Division of Radiation Oncology, Department of Radiology, Faculty of Medicine, Chiang Mai University, Chiang Mai, Thailand.
Northern Thai Research Group of Radiation Oncology (NTRG-RO), Faculty of Medicine, Chiang Mai University, Chiang Mai, Thailand.
J Cancer Res Ther. 2023 Oct 1;19(7):1975-1981. doi: 10.4103/jcrt.jcrt_39_22. Epub 2022 Aug 26.
This study aimed to report 12 years of experience in the development of a quality assurance system in radiation oncology in a university hospital.
We developed the Quality Assurance Program in Radiation Oncology (QUAPRO) in 2008 to detect treatment deviation in the radiotherapy (RT) process with three steps of near-miss detection: simulation and prescription (primary check, PC), treatment planning (secondary check, SC), and treatment delivery process (tertiary check, TC). We transferred our paper-based medical records to electronic-based radiotherapy information systems (RTISs) in 2013. QUAPRO was completely integrated into RTIS in 2017. Since then, electronic-based incident reporting has been conducted. The program is called the Radiation Incident Learning System (RILS). The near-miss rates were compared during the three time periods: 2008-2012, 2013-2017, and 2017-2020.
Five years of paper-based QUAPRO for 2008-2012 demonstrated a fluctuation in the checking ratio, with a gradually increasing rate of near misses of 3.5-19.7%. After electronic-based medical records were developed in 2013, the results revealed a dramatic increase from a rate of 2.7 to 4.2 in the number of checks per patient and achieved an increased rate of near misses of 24.7% for PC, SC, and TC. The rate of near misses gradually decreased to 5.3% after 2017 because of RT workflow improvement.

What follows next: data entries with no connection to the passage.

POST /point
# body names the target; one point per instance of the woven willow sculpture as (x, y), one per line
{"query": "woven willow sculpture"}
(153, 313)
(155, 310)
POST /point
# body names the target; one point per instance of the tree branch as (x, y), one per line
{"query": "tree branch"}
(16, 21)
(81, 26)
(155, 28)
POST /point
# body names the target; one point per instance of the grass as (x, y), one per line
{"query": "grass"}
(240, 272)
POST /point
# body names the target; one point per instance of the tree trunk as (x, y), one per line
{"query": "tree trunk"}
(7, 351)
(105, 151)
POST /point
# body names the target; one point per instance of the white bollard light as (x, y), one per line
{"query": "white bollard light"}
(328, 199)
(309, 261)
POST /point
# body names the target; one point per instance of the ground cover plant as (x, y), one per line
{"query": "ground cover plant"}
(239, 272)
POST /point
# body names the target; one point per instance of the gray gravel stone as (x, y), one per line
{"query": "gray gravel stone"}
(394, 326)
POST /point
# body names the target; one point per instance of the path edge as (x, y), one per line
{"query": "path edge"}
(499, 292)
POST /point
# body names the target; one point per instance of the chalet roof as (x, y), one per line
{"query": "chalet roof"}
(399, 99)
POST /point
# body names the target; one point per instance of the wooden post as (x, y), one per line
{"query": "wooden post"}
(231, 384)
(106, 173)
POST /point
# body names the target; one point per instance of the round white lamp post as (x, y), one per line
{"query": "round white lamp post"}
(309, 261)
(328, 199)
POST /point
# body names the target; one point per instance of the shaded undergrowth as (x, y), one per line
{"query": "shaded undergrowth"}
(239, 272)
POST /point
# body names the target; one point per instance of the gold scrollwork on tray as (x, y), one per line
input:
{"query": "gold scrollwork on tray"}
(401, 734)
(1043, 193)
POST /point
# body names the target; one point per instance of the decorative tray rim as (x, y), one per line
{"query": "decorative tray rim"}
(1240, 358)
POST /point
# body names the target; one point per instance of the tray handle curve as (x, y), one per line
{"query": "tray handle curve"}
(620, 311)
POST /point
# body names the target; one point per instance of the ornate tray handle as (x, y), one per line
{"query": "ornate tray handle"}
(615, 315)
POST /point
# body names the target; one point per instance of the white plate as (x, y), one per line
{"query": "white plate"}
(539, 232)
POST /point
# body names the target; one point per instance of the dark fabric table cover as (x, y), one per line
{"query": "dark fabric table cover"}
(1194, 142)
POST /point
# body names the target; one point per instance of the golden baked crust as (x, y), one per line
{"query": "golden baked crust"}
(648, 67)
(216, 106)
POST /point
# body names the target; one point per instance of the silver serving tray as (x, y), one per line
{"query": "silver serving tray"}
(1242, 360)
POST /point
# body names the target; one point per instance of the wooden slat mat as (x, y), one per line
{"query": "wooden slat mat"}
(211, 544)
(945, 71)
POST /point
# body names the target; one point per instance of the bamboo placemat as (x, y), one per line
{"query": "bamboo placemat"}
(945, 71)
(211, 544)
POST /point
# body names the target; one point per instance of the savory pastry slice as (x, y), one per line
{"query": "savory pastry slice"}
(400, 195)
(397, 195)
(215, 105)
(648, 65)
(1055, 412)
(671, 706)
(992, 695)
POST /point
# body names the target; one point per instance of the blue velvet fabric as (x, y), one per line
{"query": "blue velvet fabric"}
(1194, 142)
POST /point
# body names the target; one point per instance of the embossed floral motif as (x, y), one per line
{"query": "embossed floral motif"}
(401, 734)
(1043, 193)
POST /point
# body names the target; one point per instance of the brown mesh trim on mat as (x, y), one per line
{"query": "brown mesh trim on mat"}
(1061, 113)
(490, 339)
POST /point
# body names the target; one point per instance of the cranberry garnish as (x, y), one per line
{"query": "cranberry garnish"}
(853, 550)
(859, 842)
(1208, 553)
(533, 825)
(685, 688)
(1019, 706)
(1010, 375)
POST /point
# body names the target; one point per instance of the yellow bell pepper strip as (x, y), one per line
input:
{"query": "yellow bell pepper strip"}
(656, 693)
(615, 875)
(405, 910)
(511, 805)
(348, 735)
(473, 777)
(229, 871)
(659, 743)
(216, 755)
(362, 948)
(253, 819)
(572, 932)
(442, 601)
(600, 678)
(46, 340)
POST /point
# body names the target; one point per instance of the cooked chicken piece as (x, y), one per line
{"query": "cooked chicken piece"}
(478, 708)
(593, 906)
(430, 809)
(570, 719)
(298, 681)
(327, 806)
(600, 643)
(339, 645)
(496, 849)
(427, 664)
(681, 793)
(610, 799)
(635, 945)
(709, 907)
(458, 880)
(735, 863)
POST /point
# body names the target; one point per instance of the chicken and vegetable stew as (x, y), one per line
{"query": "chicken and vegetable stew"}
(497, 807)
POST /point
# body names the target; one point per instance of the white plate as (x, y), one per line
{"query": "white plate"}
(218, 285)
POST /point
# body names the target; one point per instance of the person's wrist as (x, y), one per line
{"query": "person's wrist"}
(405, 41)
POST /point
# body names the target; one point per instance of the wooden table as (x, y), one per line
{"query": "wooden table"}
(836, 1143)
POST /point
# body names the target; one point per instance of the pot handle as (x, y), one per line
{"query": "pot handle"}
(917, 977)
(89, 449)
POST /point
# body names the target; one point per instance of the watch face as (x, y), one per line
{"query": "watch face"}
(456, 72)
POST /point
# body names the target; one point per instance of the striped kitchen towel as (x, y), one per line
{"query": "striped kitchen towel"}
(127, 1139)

The analysis of 12 years in near-miss data reflected the effectiveness of our quality assurance program. The QUAPRO system can detect near-miss incidents in the whole RT workflow and illustrate the detection improvement when integrated into electronic-based medical records. Regular feedback and exploration of near-miss reporting are recommended for proper RT workflow improvement.
本研究旨在报告一所大学医院在放射肿瘤学质量保证体系发展方面的 12 年经验。
我们于 2008 年开发了放射肿瘤学质量保证计划(QUAPRO),通过三个接近失误检测步骤来检测放射治疗(RT)过程中的治疗偏差:模拟和处方(初级检查,PC)、治疗计划(二级检查,SC)和治疗实施过程(三级检查,TC)。我们于 2013 年将纸质病历转移到电子放射治疗信息系统(RTIS)。QUAPRO 于 2017 年完全集成到 RTIS 中。从那时起,开始进行电子事件报告。该程序称为放射事故学习系统(RILS)。在三个时间段比较接近失误率:2008-2012 年、2013-2017 年和 2017-2020 年。
2008-2012 年的 5 年纸质 QUAPRO 显示出检查比例的波动,接近失误率逐渐从 3.5-19.7%增加。2013 年开发电子病历后,结果显示每位患者的检查次数从 2.7 次增加到 4.2 次,PC、SC 和 TC 的接近失误率增加了 24.7%。2017 年后,由于 RT 工作流程的改进,接近失误率逐渐下降至 5.3%。
对近 12 年接近失误数据的分析反映了我们质量保证计划的有效性。QUAPRO 系统可以检测整个 RT 工作流程中的接近失误事件,并说明集成电子病历后的检测改进。建议定期反馈和探索接近失误报告,以适当改进 RT 工作流程。